Gdy byłam w szkole podstawowej uwielbiałam bigos. Babcia często robiła nam ogromne ilości swojej pysznej wersji tej potrawy, którą porcjowaliśmy i mroziliśmy, a po przyjściu ze szkoły odgrzewaliśmy, nie czekając aż rodzice wrócą z pracy. Danie to kojarzy mi się najbardziej z tym właśnie okresem w moim życiu - beztroskim, spokojnym, cudownym...

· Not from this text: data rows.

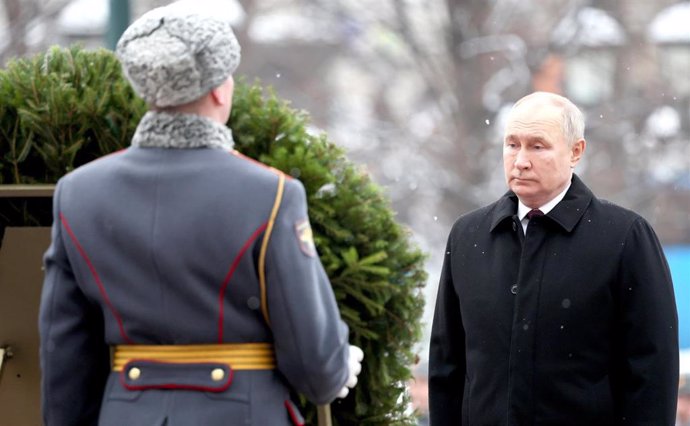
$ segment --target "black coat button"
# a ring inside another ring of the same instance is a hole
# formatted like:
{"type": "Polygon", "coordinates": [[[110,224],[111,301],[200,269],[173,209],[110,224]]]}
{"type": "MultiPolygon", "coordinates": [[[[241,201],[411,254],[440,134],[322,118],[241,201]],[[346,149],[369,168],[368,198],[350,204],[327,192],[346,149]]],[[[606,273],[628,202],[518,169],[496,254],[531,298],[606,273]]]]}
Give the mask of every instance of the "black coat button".
{"type": "Polygon", "coordinates": [[[517,284],[513,284],[513,285],[510,287],[510,292],[513,293],[513,294],[517,294],[517,291],[518,291],[517,284]]]}
{"type": "Polygon", "coordinates": [[[517,231],[517,223],[513,222],[513,231],[517,231]]]}

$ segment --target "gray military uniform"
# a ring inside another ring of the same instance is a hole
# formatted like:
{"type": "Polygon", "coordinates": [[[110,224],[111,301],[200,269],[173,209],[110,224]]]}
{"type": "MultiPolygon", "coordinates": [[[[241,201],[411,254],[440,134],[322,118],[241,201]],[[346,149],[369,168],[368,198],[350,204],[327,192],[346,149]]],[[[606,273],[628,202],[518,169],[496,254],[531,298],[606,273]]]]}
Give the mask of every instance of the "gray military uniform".
{"type": "Polygon", "coordinates": [[[287,179],[257,259],[279,173],[232,151],[225,126],[149,112],[133,146],[63,177],[54,198],[40,308],[47,425],[288,425],[291,388],[333,400],[347,376],[348,330],[305,243],[304,188],[287,179]],[[111,368],[112,345],[272,343],[277,368],[140,365],[142,390],[111,368]]]}

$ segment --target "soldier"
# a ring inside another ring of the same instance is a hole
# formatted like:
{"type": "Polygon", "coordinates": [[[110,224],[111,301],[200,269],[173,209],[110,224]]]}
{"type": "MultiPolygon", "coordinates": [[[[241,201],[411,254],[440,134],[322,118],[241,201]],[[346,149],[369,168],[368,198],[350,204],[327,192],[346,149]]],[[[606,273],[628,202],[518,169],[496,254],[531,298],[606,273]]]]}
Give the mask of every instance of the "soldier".
{"type": "Polygon", "coordinates": [[[229,23],[178,4],[117,55],[151,110],[131,147],[64,176],[41,298],[54,425],[288,425],[345,397],[362,352],[297,180],[233,151],[229,23]],[[111,360],[112,352],[112,360],[111,360]]]}

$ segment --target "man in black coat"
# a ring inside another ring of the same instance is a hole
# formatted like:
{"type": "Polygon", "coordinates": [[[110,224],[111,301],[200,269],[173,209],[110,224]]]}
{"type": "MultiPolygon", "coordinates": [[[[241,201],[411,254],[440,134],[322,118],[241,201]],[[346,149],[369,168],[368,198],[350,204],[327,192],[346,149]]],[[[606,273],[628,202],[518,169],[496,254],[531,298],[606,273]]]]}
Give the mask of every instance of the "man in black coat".
{"type": "Polygon", "coordinates": [[[510,113],[510,191],[453,226],[429,359],[431,425],[673,425],[678,318],[659,241],[573,174],[584,119],[537,92],[510,113]]]}

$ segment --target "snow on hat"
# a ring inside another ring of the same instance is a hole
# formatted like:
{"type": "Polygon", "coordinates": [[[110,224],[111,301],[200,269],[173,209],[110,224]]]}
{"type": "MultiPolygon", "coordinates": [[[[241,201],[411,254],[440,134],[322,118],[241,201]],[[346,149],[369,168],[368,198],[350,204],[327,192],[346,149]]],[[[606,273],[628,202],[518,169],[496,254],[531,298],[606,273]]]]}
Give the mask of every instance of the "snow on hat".
{"type": "Polygon", "coordinates": [[[178,3],[137,19],[116,48],[134,90],[161,108],[201,98],[240,63],[240,45],[227,19],[178,3]]]}

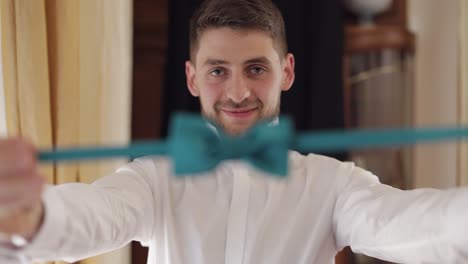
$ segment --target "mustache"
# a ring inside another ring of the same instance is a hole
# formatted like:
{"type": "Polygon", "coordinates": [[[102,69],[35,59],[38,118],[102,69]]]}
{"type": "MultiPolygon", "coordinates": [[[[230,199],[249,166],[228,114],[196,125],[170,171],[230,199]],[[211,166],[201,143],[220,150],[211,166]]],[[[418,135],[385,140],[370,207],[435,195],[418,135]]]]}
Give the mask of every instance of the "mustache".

Dawno nie jadłam prawdziwego bigosu, choć wielokrotnie miałam na niego ochotę. Wegańska wersja przypomina mi tamten smak i - choć zamiast kiełbachy są suszone śliwki - smakuje niebiańsko:-)
Składniki:
- 1 duża główka kapusty
- 2-3 cebule
- 3 duże pomidory
- 6-7 śliwek suszonych
- 7 dużych pieczarek
- 1 czerwona papryka
- 1 szklanka posiekanej kapusty kiszonej
- 2 szklanki sosu pomidorowego lub kilka łyżek koncentratu
- ocet jabłkowy, ziele angielskie (6-7 ziarenek), liście laurowe (4-5), sól
- opcjonalnie kilka suszonych grzybków
Na kilku łyżkach oliwy podsmażamy cebulę. Dodajemy do niej pokrojone pieczarki, a następnie paprykę, śliwki i posiekaną kapustę. Jeszcze chwilkę wszystko dusimy, dodajemy kapustę kiszoną, sos pomidorowy, ziele angielskie i liście laurowe. Gotujemy nasze danie na malutkim ogniu ok. 1.5 godziny. Po lekkim przestygnięciu potrawę doprawiamy do smaku solą i octem jabłkowym, jeśli lubimy dania pikantne możemy dodać nieco pieprzu cayenne.
Smacznego!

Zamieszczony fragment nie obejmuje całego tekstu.